Rossdale's bleached blond hair and alpine-white teeth may make him look like an extra from Baywatch, but, in fact, he's the sensitive type. Yet he has much to celebrate. He's the richest British rock star under 40 (at the last count he had £11 million in the bank, compared with Robbie Williams's £8 million.) Half his time is spent with Gwen in LA, the rest in his five-storey house in Primrose Hill. In America he plays to huge stadiums and is escorted everywhere by minders; at home he can enjoy relative anonymity.

Yet Rossdale will not relax until he has convinced his countrymen to like him too. Which is why he has chosen to spend the day holed up in the penthouse suite of the Metropolitan Hotel, persuading us to buy Bush's fourth album, Golden State.

"We've been the terminal outsiders here," he says, stroking his dog. "We are so non-Establishment because we are a rock band. I'm a Scot from the McGregor clan and, to me, it's like Rob Roy. We're camped, hiding in dead cows, up in the Highlands, waiting for our moment to descend on the English. But on an artistic level, it's really healthy. Most people in our situation would be forgiven for losing vitality, but we haven't been allowed to do that."

So why has Rossdale been unable to convince British critics that he is more than an inferior Kurt Cobain? He blames his former record label, which, he claims, did nothing to promote Bush (as in Shepherd's, where they met) in their native land.

The other culprit is the media. "To me, the cult of celebrity in this country seems such a mystery. We are a good band and we write good songs and we perform them, but that doesn't count for much here. There's no particular pride felt that we are the biggest rock band since U2 in terms of reaching globally."

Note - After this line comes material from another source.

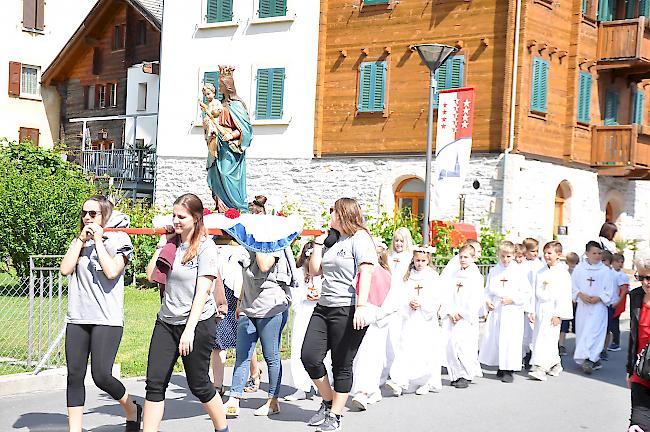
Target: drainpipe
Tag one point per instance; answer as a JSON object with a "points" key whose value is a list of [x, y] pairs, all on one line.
{"points": [[513, 101]]}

Rossdale comes across as a likeable, but emotional, man, who seldom makes eye contact. Although he has the reputation of a Lothario (he's been linked to Natalie Appleton and Andrea Corr), a previous love affair led to a nervous breakdown and fame has not been easy.

"When my success first happened it was a really difficult time. People were so fucking vile, so mean, so disgusting and shitty. I've learned to deal with things better. Now I write letters to people which I don't send. Before, I'd post them or leave an irate message on their machine."

Rossdale grew up in Kilburn. His parents separated when he was five, and he and his two sisters were brought up by their GP father. Exactly when Rossdale turned five is open to question. He tells me he is 33, but those who remember him from the clubbing scene of the early Eighties (he hung out with Marilyn and Boy George) insist he is at least 37. And I went to the same school as Rossdale - Westminster - but can't remember him, although he should have been in the year above me. Later, contemporaries confirm he was five years above me.

At the mention of the posh public school, Rossdale turns pale under his tan. "The rock press hate the fact I went to Westminster," he sighs. "It's absurd that people are so mean about it. Anyway, I was such a fucking outsider there, it was just grim. I grew up in a really rough area and that's where all my friends were. But my Dad thought it was important I should have a good education. I should have told him I was going to be a rock star. In the end they tried to get rid of me. I left when I was 17, literally ran out of the gates."

Yet Rossdale did get something out of Westminster. "When you're surrounded by such intelligent people, it does make you articulate," he admits. Certainly, he's the only rock star I've met who discourses on Michel Houellebecq and James Joyce. Which is not to say he isn't a party boy. In fact, he's a bit of a fixture at the opening of envelopes - in the old days he used to escort Tara Palmer-Tomkinson.

His five-year relationship with Stefani, however, has been kept under closer wraps. It's been rocky in the past, owing to extended periods apart, but now the couple are making a big effort to be together as much as possible. "It was just getting stupid," he says. "It was like, 'What's the point?' So we both made the effort. But we've kept to ourselves. We haven't done a Hello! cover."

Did Hello! ask him? "Well, no actually. If they did they'd probably put Vanessa Feltz on the cover and then me inside. How sad is that?"

Golden State is released on eastwest records on 29 October.